Allow top-level shadowing for imported names?
Herbert Valerio Riedel
hvriedel at gmail.com
Tue Oct 4 11:50:58 UTC 2016
Hi,
On 2016-10-04 at 13:12:54 +0200, Yuras Shumovich wrote:
> On Tue, 2016-10-04 at 04:48 -0400, Edward Kmett wrote:
>
>> It makes additions of names to libraries far less brittle. You can
>> add a
>> new export with a mere minor version bump, and many of the situations
>> where
>> that causes breakage can be fixed by this simple rule change.
>
> It would be true only if we also allow imports to shadow each other.

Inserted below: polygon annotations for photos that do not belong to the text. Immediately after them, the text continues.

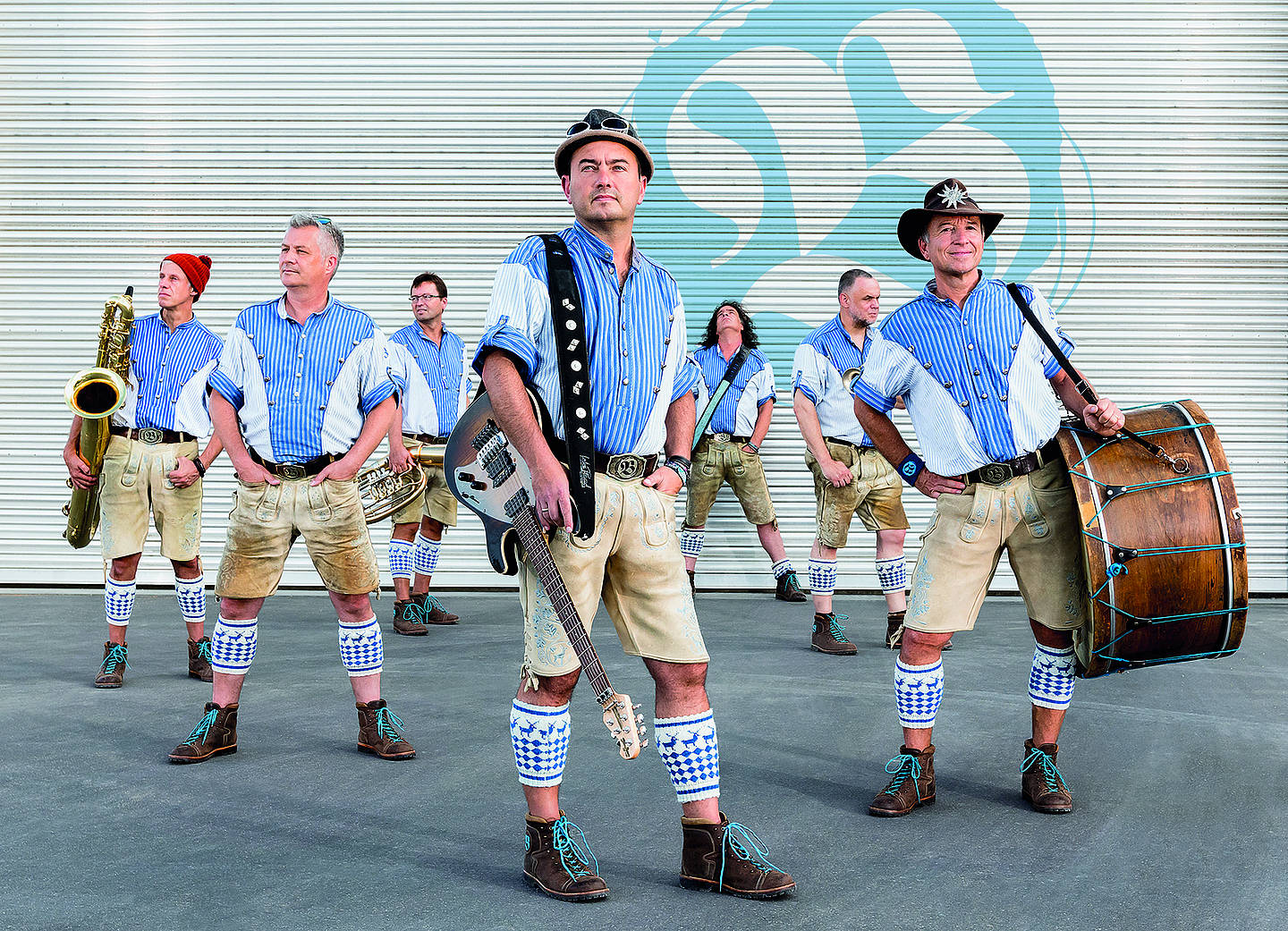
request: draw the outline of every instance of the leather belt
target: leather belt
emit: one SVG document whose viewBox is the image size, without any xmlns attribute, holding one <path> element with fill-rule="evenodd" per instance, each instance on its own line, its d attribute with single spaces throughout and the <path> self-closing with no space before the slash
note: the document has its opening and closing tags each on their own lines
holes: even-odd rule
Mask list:
<svg viewBox="0 0 1288 931">
<path fill-rule="evenodd" d="M 148 446 L 156 446 L 157 443 L 196 443 L 197 438 L 191 433 L 183 433 L 182 430 L 161 430 L 155 426 L 144 428 L 130 428 L 130 426 L 117 426 L 113 424 L 111 428 L 111 434 L 113 437 L 126 437 L 128 439 L 137 439 Z"/>
<path fill-rule="evenodd" d="M 657 469 L 658 462 L 662 461 L 661 456 L 635 456 L 632 453 L 625 453 L 621 456 L 609 456 L 605 452 L 595 452 L 595 471 L 603 473 L 611 479 L 617 479 L 618 482 L 634 482 L 635 479 L 641 479 L 653 470 Z"/>
<path fill-rule="evenodd" d="M 1060 444 L 1052 439 L 1037 452 L 1016 456 L 1006 462 L 989 462 L 987 466 L 966 473 L 966 484 L 983 482 L 987 485 L 999 485 L 1020 475 L 1036 473 L 1057 458 L 1060 458 Z"/>
<path fill-rule="evenodd" d="M 875 446 L 859 446 L 858 443 L 851 443 L 848 439 L 837 439 L 836 437 L 824 437 L 823 439 L 827 440 L 828 443 L 840 443 L 841 446 L 848 446 L 851 449 L 858 449 L 859 452 L 876 452 L 877 451 L 877 448 Z"/>
<path fill-rule="evenodd" d="M 339 462 L 344 458 L 343 456 L 336 456 L 335 453 L 328 452 L 322 453 L 317 458 L 310 458 L 308 462 L 269 462 L 254 449 L 247 449 L 246 452 L 250 453 L 252 460 L 268 469 L 268 471 L 273 473 L 279 479 L 307 479 L 317 475 L 332 462 Z"/>
</svg>

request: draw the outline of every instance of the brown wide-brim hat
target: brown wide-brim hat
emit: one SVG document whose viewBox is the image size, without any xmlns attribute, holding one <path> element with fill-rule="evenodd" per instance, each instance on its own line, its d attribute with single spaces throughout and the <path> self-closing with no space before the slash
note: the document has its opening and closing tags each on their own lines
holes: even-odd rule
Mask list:
<svg viewBox="0 0 1288 931">
<path fill-rule="evenodd" d="M 620 113 L 599 107 L 569 126 L 568 138 L 559 143 L 559 148 L 555 149 L 555 171 L 559 176 L 563 178 L 572 173 L 573 152 L 589 142 L 599 142 L 600 139 L 620 142 L 632 149 L 640 161 L 640 174 L 644 175 L 644 180 L 653 178 L 653 156 L 648 153 L 648 148 L 640 140 L 635 125 Z"/>
<path fill-rule="evenodd" d="M 899 218 L 899 245 L 913 259 L 926 261 L 917 246 L 917 240 L 925 234 L 926 224 L 930 223 L 931 216 L 978 216 L 987 240 L 997 229 L 1003 214 L 990 214 L 975 203 L 975 200 L 966 194 L 966 185 L 956 178 L 939 182 L 926 192 L 925 206 L 905 210 Z"/>
</svg>

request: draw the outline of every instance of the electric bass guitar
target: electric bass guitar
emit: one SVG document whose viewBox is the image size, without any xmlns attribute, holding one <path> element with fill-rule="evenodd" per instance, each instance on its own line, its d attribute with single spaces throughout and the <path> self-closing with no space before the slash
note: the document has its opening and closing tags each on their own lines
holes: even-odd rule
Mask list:
<svg viewBox="0 0 1288 931">
<path fill-rule="evenodd" d="M 528 398 L 551 448 L 560 448 L 563 440 L 553 438 L 550 416 L 541 399 L 531 390 Z M 638 757 L 648 744 L 644 716 L 636 713 L 639 706 L 631 704 L 630 695 L 614 691 L 608 681 L 537 522 L 532 503 L 532 473 L 496 422 L 487 391 L 479 393 L 448 437 L 443 470 L 456 500 L 483 520 L 492 568 L 504 576 L 513 576 L 526 555 L 524 561 L 541 578 L 559 623 L 595 690 L 595 701 L 604 711 L 604 725 L 617 740 L 618 753 L 623 760 Z M 594 520 L 594 515 L 589 519 Z"/>
</svg>

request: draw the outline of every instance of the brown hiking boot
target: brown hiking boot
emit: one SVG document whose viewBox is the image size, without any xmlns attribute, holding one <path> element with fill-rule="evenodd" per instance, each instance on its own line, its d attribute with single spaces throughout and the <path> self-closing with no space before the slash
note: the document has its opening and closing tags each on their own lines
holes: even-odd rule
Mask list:
<svg viewBox="0 0 1288 931">
<path fill-rule="evenodd" d="M 416 748 L 402 735 L 402 719 L 389 711 L 385 699 L 358 702 L 357 708 L 361 749 L 381 760 L 411 760 L 416 756 Z"/>
<path fill-rule="evenodd" d="M 215 681 L 215 671 L 210 667 L 210 637 L 188 639 L 188 677 Z"/>
<path fill-rule="evenodd" d="M 421 614 L 428 625 L 453 625 L 461 619 L 460 614 L 450 614 L 443 603 L 428 591 L 422 595 L 412 595 L 412 597 L 420 604 Z"/>
<path fill-rule="evenodd" d="M 925 749 L 899 748 L 899 756 L 886 764 L 894 778 L 877 793 L 868 814 L 899 818 L 922 805 L 935 804 L 935 746 Z"/>
<path fill-rule="evenodd" d="M 133 668 L 128 654 L 126 644 L 103 644 L 103 662 L 94 676 L 95 689 L 120 689 L 125 685 L 125 671 Z"/>
<path fill-rule="evenodd" d="M 796 881 L 769 861 L 769 851 L 756 833 L 730 822 L 724 811 L 719 824 L 681 818 L 680 827 L 680 885 L 685 889 L 743 899 L 777 899 L 796 889 Z"/>
<path fill-rule="evenodd" d="M 563 811 L 558 820 L 528 815 L 523 838 L 523 881 L 553 899 L 598 901 L 608 898 L 608 883 L 599 878 L 599 861 L 581 828 Z"/>
<path fill-rule="evenodd" d="M 1020 773 L 1024 779 L 1024 800 L 1034 811 L 1047 815 L 1064 815 L 1073 811 L 1073 793 L 1064 784 L 1064 776 L 1055 767 L 1057 743 L 1034 744 L 1024 742 L 1024 764 Z"/>
<path fill-rule="evenodd" d="M 774 597 L 779 601 L 808 601 L 805 592 L 801 591 L 801 582 L 796 578 L 795 572 L 784 572 L 778 577 L 778 582 L 774 586 Z"/>
<path fill-rule="evenodd" d="M 425 628 L 425 616 L 421 614 L 416 601 L 394 601 L 394 634 L 406 634 L 410 637 L 422 637 L 429 634 Z"/>
<path fill-rule="evenodd" d="M 237 752 L 237 703 L 219 707 L 206 702 L 206 715 L 188 739 L 170 751 L 170 762 L 204 762 L 220 753 Z"/>
<path fill-rule="evenodd" d="M 886 614 L 886 648 L 896 650 L 903 646 L 903 618 L 908 612 L 893 610 Z"/>
<path fill-rule="evenodd" d="M 814 614 L 814 634 L 809 639 L 809 648 L 819 653 L 833 657 L 853 657 L 859 648 L 846 640 L 838 621 L 849 621 L 849 614 Z"/>
</svg>

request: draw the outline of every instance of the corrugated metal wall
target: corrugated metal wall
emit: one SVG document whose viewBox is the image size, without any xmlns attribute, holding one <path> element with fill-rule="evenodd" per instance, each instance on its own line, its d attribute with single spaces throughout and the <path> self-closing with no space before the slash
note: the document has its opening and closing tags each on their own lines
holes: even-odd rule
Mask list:
<svg viewBox="0 0 1288 931">
<path fill-rule="evenodd" d="M 317 209 L 348 234 L 335 294 L 392 331 L 431 268 L 473 346 L 496 265 L 567 220 L 562 130 L 609 106 L 658 157 L 638 238 L 675 270 L 690 336 L 725 296 L 759 312 L 782 395 L 764 452 L 801 569 L 791 350 L 846 267 L 877 273 L 887 310 L 920 288 L 894 224 L 954 175 L 1009 214 L 994 270 L 1052 295 L 1105 394 L 1203 404 L 1253 590 L 1288 588 L 1282 3 L 10 3 L 0 21 L 0 582 L 100 578 L 97 543 L 59 538 L 61 394 L 107 295 L 134 285 L 143 310 L 160 256 L 207 252 L 197 309 L 223 332 L 279 291 L 286 215 Z M 231 485 L 222 460 L 209 578 Z M 929 501 L 907 503 L 918 527 Z M 386 525 L 374 536 L 383 560 Z M 169 579 L 158 561 L 149 549 L 142 581 Z M 766 569 L 721 498 L 699 578 L 762 586 Z M 841 587 L 876 587 L 868 534 L 840 569 Z M 316 583 L 303 550 L 285 581 Z M 437 581 L 505 585 L 471 519 Z"/>
</svg>

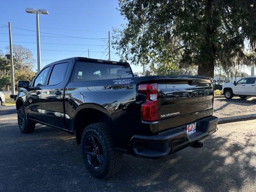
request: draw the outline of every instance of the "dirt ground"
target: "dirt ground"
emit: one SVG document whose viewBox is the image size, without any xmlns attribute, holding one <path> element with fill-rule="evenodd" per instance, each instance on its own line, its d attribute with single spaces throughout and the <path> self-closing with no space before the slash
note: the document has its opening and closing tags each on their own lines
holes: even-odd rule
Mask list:
<svg viewBox="0 0 256 192">
<path fill-rule="evenodd" d="M 238 97 L 230 100 L 214 98 L 214 115 L 219 118 L 256 113 L 256 97 L 246 100 Z"/>
</svg>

> Otherwise there will be a big chance for name clash yet.
>
> Can we generalize the proposal such that subsequent imports shadow
> preceding ones?
IMO, that would be lead to fragile situations with hard to detect/debug
problems unless you take warnings serious.
With the original proposal, the semantics of your code doesn't change if
a library starts exposing a name it didn't before. There is a clear
priority of what shadows what.
However, when we allow the ordering of import statements to affect
shadowing, it gets more brittle and surprising imho:
For one, we have tooling which happily reorders/reformats import
statements which would need to be made aware that the reordering
symmetry has been broken.
Moreover, now we get into the situation that if in
import Foo -- exports performCreditCardTransaction
import Bar
main = do
-- ..
performCreditCardTransaction ccNumber
--
'Bar' suddenly starts exporting performCreditCardTransaction as well
(and doing something sinister with the ccNumber before handing it over
to the real performCreditCardTransaction...), it can effectively change
the semantics of a program and this would merely emit a warning which
imho rather deserves to be a hard error.
However, iirc there is a different idea to address this without breaking
reordering-symmetry, e.g. by allowing explicitly enumerated names as in
import Foo (performCreditCardTransaction)
import Bar
to shadow imports from other modules which didn't explicitly name the
same import; effectively introducing a higher-priority scope for names
imported explicitly.
> In that case you may e.g. list local modules after libraries' modules,
> and be sure new identifies in libraries will not clash with local
> ones. Obviously shadowing should be a warning still.